Easy way to set up Zookeeper server

What is ZooKeeper

ZooKeeper is a top-level Apache project that provides efficient and highly available distributed coordination services for distributed applications, providing distributed infrastructure services such as data publishing/subscription, load balancing, naming services, distributed coordination/notification, and distributed locks. ZooKeeper is widely used in large distributed systems such as Hadoop, HBase, Kafka and Dubbo due to its convenient usage, excellent performance and good stability.

Zookeeper has three modes of operation: single machine mode, pseudo cluster mode, and cluster mode.

  • Single machine mode: This mode is generally applicable to the development and testing environment. On the one hand, we do not have so many machine resources, on the other hand, development and debugging in peacetime do not require excellent stability.

  • Cluster mode: A ZooKeeper cluster usually consists of a set of machines, generally more than three machines can form an available ZooKeeper cluster. Each machine that makes up the ZooKeeper cluster maintains the current server state in memory and maintains communication with each other.

  • Pseudo cluster mode: This is a special cluster mode in which all servers in a cluster are deployed on one machine. When you have a better machine at hand and deploy it as a single-machine mode, it wastes resources. In this case, ZooKeeper allows you to start multiple ZooKeeper service instances on a single machine by starting different ports, serving them externally with the characteristics of the cluster.

ZooKeeper knowledge

Roles in Zookeeper:

  • leader: responsible for voting initiation and resolution, updating system status.

  • follower: Used to receive client requests and return results to the client and vote during the voting process.

  • Observer: A client connection can be accepted and a write request forwarded to the leader, but the observer does not participate in the voting process, just to expand the system and increase the speed of reading.


Zookeeper's data model

  • Hierarchical directory structure, named in accordance with general file system specifications, similar to Linux.

  • Each node is called Znode in Zookeeper and has a unique path identifier.

  • Node Znode can contain data and child nodes, but nodes of EPHEMERAL type cannot have child nodes.

  • The data in Znode can have multiple versions, such as multiple versions in a path, so querying the data in this path requires a version on the band.

  • Client applications can set up monitors on nodes.

  • Nodes do not support partial read-write, but complete read-write at once.


Node characteristics of ZooKeeper

ZooKeeper nodes are lifecycle, depending on the type of node. In ZooKeeper, nodes can be divided into persistent nodes (PERSISTENT), temporary nodes (EPHEMERAL), sequential nodes (SEQUENTIAL), and out-of-order nodes (default is out of order) based on their duration.

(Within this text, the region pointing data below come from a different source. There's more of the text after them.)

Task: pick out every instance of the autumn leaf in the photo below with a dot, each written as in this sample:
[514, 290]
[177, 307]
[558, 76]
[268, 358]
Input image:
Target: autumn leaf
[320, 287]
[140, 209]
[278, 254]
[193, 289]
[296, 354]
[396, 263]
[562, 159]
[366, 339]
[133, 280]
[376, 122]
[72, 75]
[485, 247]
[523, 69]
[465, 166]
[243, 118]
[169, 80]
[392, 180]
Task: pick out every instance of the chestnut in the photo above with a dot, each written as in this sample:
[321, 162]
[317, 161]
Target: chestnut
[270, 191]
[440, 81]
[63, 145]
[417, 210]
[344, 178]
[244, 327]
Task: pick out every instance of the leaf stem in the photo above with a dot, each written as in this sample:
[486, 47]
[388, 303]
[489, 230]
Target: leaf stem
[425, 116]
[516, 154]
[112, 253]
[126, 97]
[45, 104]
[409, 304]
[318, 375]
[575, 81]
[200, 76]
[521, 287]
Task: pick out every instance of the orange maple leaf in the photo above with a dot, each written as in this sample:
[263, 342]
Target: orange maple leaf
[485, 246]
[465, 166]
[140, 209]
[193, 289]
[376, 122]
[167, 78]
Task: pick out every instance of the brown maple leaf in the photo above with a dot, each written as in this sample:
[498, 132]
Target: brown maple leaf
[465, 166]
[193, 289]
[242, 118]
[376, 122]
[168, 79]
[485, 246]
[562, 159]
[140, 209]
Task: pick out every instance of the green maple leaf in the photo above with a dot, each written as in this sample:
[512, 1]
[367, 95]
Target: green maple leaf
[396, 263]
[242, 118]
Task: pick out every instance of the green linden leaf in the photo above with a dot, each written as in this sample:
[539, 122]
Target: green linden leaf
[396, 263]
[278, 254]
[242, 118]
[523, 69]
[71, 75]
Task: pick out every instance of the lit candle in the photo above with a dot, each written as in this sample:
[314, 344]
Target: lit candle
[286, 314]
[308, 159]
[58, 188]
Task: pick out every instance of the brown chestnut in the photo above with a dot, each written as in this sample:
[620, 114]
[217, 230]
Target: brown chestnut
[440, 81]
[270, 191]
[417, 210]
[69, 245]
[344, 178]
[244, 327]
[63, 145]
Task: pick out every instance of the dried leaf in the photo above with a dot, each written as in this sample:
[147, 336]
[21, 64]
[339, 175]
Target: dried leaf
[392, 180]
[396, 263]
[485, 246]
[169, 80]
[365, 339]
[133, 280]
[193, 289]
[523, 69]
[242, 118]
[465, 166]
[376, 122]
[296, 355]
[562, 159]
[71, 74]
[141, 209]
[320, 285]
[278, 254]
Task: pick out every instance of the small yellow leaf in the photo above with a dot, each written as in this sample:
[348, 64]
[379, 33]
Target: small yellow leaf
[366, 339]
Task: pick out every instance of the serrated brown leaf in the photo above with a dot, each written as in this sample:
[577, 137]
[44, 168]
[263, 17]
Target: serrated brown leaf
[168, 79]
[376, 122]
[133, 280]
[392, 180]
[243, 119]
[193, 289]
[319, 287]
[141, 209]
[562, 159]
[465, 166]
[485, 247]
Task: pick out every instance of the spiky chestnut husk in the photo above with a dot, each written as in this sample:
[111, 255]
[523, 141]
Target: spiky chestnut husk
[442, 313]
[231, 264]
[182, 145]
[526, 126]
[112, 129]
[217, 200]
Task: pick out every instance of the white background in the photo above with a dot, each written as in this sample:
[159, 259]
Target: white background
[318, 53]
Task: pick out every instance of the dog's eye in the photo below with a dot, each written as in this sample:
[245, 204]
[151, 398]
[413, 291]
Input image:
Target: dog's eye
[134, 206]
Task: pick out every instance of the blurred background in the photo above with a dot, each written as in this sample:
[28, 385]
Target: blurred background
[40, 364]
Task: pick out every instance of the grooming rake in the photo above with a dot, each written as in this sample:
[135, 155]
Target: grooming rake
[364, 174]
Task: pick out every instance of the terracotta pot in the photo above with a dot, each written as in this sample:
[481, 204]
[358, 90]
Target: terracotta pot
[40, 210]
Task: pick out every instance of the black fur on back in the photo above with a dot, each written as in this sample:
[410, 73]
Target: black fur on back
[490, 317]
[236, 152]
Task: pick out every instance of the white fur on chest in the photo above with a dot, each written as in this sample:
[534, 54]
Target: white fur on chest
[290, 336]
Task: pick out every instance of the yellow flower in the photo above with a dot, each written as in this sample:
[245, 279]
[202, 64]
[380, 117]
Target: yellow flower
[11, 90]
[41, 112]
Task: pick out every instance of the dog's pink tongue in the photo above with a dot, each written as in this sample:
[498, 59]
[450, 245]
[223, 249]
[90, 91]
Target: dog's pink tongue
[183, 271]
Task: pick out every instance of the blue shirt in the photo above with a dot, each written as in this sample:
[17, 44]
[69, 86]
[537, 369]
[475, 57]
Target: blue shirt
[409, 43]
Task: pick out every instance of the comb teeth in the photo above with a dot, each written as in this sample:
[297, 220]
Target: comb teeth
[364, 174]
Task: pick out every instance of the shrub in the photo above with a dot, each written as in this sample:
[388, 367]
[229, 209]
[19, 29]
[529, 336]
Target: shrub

Once a persistent node is created, it will always be saved in Zookeeper unless removed actively (it will not disappear because the session of the client that created the node failed).

Application scenarios for Zookeeper

ZooKeeper is a highly available framework for distributed data management and system coordination. Based on the implementation of the Paxos algorithm, the framework ensures strong consistency of data in a distributed environment, which also enables ZooKeeper to solve many distributed problems.

It is worth noting that ZooKeeper was not designed for these scenarios by nature, but that many developers have come up with typical usage methods based on the characteristics of their frameworks, using a series of API interfaces (or primitives) they provide.

Data Publishing and Subscription (Configuration Center)

The publishing and subscription model, the so-called Configuration Center, as its name implies, is that publishers publish data to ZooKeeper nodes, which allows subscribers to dynamically obtain data, centralized management and dynamic updates of configuration information. For example, global configuration information, service address lists for service-oriented service frameworks, and so on, are ideal for use.

Some of the configuration information used in the application is centrally managed on ZooKeeper. This is often the case in scenarios where the application actively acquires a configuration at startup and registers a Watcher on the node. This way, every time a configuration update occurs in the future, the subscribed client will be notified in real time, always to get the latest configuration information.

In a distributed search service, the meta-information of the index and the node state of the server cluster machine are stored in some specified nodes of ZooKeeper for individual client subscriptions.

Distributed Log Collection System

The core work of this system is to collect logs distributed across different machines. Collectors usually assign collection task units by application, so you need to create a node P with the application name as the path on ZooKeeper, and register all machine IP of this application as a child node on node P. This enables real-time notification to the collector to adjust task assignments when machine changes are made.

Some of the information in the system needs to be retrieved dynamically, and there will be questions about how to modify this information manually. It is common to expose interfaces, such as JMX interfaces, to obtain some runtime information. With the introduction of ZooKeeper, you don't have to implement a set of scenarios yourself, just store the information on the specified ZooKeeper node.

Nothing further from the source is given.